# AMT - I owe!!



## Vangrrl (Aug 23, 2011)

Thanks to the Alternative Minimum Tax, this year I owe the IRS $7. 

I ignored the April filing deadline, and aimed to file by the June deadline thinking I didn't owe any tax but I do. So am I going to be in any trouble for sending my $7 in late? 

And as a cautionary note - if you receive any of your income in the form of dividends, beware the AMT calculation!!


----------



## Bevdeforges (Nov 16, 2007)

Technically, you'll owe interest from April 15th - but on $7 at the current interest rates (which should be available on the IRS website) I doubt it will amount to much.
Cheers,
Bev


----------



## Madonna (Nov 24, 2011)

Bev, while we're on the subject of AMT, what triggers it? I've tried researching it and am still confused about what it is and what causes it to kick in.


----------



## Bevdeforges (Nov 16, 2007)

Madonna said:


> Bev, while we're on the subject of AMT, what triggers it? I've tried researching it and am still confused about what it is and what causes it to kick in.


AMT was one of those seemingly good ideas that kind of took on a life of its own and morphed into something else.

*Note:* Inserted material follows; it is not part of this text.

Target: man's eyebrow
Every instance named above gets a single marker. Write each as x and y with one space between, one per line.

Originally (and probably still today, though I haven't had to deal with it recently), the idea was that those making over a certain amount should pay a certain minimum tax. It comes from the idea that many of the more lucrative (for the taxpayer) deductions, exemptions, exclusions and whatever else there is to lower your taxes are only eligible to the high earners. So, for those making over $X per year, they exclude the "loophole" items and then see if they are indeed paying the minimum acceptable rate of tax.

Problem seems to be that they forgot to raise the threshold income level, while the number of potentially "abusive" loopholes continued to grow. They talk all the time about revising or doing away with the AMT - but if you've looked at the papers lately, you'll see that getting anything involving money through Congress seems like a lost cause.
Cheers,
Bev


----------



## Madonna (Nov 24, 2011)

So, if I were to use deductions other than or along with the FEIE, the Standard deduction and the personal exemption, that might trigger AMT?


----------



## Bevdeforges (Nov 16, 2007)

Taking the foreign tax credit (form 1116) is well known for invoking the AMT. The one time I needed to take foreign tax credits I had to file the AMT form - though I didn't owe any additional tax.
Cheers,
Bev


----------



## Madonna (Nov 24, 2011)

Thanks, Bev!!


----------